PurposeTo improve sustainability of Coordinated Specialty Care (CSC) for a recent onset of psychosis, a better understanding is needed regarding how non-academic-affiliated community mental health centers blend CSC service elements and select key performance metrics to evaluate their approach. MethodsA quality and evaluation team embedded within a large community mental health center partnered with CSC site leadership to implement CSC and design a program evaluation strategy informed by CSC research literature. Clinical, family, vocational, and psychiatry services participation, exits, key performance indicators, and standardized measures were examined for participants (n = 47) enrolled for 12-months. ResultsMean service participation was 55 h (SD = 23.5) in the first 12-months (approximately 4.70 h/month). All participated in clinical; 87% in psychiatry; 67% in vocational; and 57% in family services.
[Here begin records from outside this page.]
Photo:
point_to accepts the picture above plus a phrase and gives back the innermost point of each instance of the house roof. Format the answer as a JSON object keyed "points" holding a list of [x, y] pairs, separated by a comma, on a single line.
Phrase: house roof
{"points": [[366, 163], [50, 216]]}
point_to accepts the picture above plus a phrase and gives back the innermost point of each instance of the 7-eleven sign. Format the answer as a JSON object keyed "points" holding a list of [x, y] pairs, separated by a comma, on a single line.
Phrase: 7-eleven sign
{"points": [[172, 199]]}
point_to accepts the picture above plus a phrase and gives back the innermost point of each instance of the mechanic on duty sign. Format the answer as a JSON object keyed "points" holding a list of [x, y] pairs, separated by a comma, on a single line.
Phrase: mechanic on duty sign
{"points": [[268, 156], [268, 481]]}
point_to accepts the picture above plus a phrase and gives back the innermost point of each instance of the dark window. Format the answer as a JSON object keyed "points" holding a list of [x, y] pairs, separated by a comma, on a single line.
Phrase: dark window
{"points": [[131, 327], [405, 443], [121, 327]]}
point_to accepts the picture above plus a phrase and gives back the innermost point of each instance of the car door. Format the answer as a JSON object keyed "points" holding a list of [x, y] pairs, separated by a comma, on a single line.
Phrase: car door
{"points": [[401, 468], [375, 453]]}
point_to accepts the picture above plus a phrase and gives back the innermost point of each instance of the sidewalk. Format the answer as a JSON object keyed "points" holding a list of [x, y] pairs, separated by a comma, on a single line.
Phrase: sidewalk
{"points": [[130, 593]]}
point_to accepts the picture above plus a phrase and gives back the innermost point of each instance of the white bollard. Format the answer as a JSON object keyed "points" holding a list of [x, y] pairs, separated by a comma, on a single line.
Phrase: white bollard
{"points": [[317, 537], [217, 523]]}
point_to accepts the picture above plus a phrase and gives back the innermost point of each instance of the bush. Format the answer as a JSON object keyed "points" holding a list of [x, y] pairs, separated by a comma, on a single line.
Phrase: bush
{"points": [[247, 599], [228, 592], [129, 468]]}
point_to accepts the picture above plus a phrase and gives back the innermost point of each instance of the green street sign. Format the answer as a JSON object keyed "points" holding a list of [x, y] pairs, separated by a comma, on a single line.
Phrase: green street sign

Sixty-one percent had planned service exits; 39% had unplanned exits. Across the 12-months, 83% were employed or in school; 72% were not psychiatric hospitalized. ConclusionsCSC participation and outcomes were similar to the limited research examining both together. Understanding service participation and provider adjustments to sustain CSC is critical in community mental healthcare settings that rely on fee-for-service billing mechanisms. Findings have implications for national CSC data harmonization and sustainability efforts.